On 10/13/2012 6:12 AM, Daniel Owens wrote:
Thanks, Chris. I had not thought of the latter solution, but that is
what we need. This raises a fundamental question: how will front-ends
find the right lexical entry?
Currently, according to my understanding, a conf file may include
Feature=HebrewDef. To distinguish Hebrew from Aramaic, I suggest the
following value also be allowed: Feature=AramaicDef. Then front-ends
will be able to find entries in the correct language.
HebrewDef indicates that a lexicon module is indexed by Strong's
numbers. Everything you've said so far indicates to me that you aren't
using Strong's numbers at all, so do not use Feature=HebrewDef. Also,
there should not ever be a Feature=AramaicDef since Aramaic Strong's
numbers are not distinguished from Hebrew.

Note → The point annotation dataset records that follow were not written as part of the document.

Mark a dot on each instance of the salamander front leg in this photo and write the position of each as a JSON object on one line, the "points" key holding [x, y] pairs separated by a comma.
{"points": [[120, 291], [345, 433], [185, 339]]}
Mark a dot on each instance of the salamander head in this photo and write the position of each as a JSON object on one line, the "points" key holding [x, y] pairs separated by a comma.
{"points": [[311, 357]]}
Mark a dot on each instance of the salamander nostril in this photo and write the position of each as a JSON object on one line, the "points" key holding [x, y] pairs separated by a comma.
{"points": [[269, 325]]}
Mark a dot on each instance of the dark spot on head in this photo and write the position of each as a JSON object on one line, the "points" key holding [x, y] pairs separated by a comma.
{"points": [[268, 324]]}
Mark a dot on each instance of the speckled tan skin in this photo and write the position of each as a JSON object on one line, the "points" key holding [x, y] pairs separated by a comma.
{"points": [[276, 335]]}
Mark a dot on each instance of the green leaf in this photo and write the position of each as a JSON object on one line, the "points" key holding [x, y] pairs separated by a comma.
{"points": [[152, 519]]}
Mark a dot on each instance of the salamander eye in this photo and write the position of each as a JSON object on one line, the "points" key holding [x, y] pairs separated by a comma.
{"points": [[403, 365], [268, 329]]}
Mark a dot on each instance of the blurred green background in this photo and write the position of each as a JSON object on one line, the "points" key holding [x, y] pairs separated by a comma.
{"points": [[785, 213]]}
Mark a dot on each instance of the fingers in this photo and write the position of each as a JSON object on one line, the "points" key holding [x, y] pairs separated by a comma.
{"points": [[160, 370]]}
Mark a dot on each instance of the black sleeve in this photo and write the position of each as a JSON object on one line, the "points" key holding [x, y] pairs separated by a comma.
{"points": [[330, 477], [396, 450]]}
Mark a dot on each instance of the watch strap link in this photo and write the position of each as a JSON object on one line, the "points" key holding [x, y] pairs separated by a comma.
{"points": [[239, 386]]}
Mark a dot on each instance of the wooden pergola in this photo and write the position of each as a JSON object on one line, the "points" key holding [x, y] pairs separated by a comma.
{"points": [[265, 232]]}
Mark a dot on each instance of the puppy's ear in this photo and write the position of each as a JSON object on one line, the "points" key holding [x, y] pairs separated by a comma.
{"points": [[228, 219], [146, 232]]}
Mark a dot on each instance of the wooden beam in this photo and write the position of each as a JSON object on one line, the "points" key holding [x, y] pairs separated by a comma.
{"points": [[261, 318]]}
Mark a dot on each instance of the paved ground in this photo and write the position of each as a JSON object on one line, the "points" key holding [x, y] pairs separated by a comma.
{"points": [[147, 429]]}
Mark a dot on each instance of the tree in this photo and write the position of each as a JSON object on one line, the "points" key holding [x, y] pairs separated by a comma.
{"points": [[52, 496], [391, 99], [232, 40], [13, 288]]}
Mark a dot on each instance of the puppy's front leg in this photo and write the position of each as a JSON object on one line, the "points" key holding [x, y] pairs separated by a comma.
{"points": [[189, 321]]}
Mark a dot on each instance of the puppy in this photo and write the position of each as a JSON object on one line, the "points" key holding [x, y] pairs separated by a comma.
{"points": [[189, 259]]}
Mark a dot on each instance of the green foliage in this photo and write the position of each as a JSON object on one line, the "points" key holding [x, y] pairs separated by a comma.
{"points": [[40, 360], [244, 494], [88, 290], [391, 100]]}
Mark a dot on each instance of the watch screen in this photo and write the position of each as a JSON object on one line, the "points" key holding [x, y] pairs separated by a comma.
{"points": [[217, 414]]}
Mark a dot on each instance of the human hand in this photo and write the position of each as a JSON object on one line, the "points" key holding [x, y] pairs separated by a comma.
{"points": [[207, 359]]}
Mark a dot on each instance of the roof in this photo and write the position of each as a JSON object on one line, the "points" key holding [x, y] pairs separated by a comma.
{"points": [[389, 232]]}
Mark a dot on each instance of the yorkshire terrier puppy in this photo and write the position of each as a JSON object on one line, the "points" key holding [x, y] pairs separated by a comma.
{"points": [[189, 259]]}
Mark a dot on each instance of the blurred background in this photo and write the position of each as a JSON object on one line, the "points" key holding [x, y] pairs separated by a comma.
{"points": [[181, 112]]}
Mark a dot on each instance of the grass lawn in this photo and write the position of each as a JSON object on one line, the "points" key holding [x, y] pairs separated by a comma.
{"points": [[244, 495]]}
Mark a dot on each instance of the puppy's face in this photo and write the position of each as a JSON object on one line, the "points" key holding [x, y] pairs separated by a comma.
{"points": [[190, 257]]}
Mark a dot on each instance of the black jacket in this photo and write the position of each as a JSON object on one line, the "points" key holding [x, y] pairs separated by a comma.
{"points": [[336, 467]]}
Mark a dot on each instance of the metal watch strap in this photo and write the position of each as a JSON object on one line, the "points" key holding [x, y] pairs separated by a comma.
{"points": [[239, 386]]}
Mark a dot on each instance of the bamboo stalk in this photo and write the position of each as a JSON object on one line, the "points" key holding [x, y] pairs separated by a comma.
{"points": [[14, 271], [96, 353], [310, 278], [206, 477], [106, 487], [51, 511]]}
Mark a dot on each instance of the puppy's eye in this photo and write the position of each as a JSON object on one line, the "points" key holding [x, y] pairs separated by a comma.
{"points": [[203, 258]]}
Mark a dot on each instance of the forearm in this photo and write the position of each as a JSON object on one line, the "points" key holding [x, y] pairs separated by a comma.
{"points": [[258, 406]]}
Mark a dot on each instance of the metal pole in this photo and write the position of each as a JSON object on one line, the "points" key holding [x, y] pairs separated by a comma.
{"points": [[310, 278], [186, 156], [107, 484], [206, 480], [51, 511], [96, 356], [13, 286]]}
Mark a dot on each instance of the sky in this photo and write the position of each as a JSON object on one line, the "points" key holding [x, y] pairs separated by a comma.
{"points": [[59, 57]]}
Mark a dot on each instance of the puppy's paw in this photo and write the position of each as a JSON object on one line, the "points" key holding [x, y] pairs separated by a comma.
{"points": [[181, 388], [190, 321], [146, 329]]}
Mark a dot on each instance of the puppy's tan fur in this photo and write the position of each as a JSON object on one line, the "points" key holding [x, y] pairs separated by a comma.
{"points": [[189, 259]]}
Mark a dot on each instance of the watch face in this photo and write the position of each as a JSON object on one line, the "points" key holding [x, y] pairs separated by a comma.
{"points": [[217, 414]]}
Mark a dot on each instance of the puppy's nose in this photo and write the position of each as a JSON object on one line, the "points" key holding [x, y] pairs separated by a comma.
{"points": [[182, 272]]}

I think it would probably be helpful if you could enumerate the set of
modules you propose to create:
a Bible (just one? more than one?)
a lexicon? separate Hebrew & Aramaic lexica?
a morphology database? separate Hebrew & Aramaic databases?
My guess is that you are advocating a Feature value that indicates "this
lexicon module contains words in language X, indexed by lemma/word". I
would absolutely be supportive of adding this, but we currently have
nothing comparable in use. I would advocate
(Greek|Hebrew|Aramaic|...)WordDef for the value.
But lemmatization can vary somewhat in the details within a language.
How could we include mappings between lemmatization? That way we could
map between lemmatizations so a text using Strong's numbers could look
up words in a lexicon keyed to Greek, Hebrew or Aramaic and vice versa.
Perhaps a simple mapping format could be the following:
The file StrongsGreek2AbbottSmith.map could contain:
G1=α
G2=Ἀαρών
G3=Ἀβαδδών
etc.
Frontends could use these mappings to find the correct lexical entry. So
A lookup from KJV could then find the relevant entry in AbbottSmith. And
with a similar mapping MorphGNT2StrongsGreek.map a lookup from MorphGNT
could find the correct entry in Strongs, if that is the default Greek
Lexicon for the front-end.
I use Greek because I have the data ready at hand, but this method would
be even more important for Hebrew. I was testing with BibleTime and
found that only some of the lemma in WHM would find their way to the
correct BDB entry. This is because their lemmatizations are different.
Providing for a mapping would allow us to resolve those conflicts for
the user. Also, the OSMHB module could find entries in BDB keyed to
Hebrew, and the WHM could find entries in BDB or Strongs. I expect this
mapping would need to happen at the engine level.
Is that a reasonable solution? Or does someone have a better idea?
I believe that mapping to/from Strong's numbers is not one-to-one, but
many-to-many. We currently allow lookups based on lemmata by keying
lexica to lemmata. A lexicon can have multiple keys point to a single entry.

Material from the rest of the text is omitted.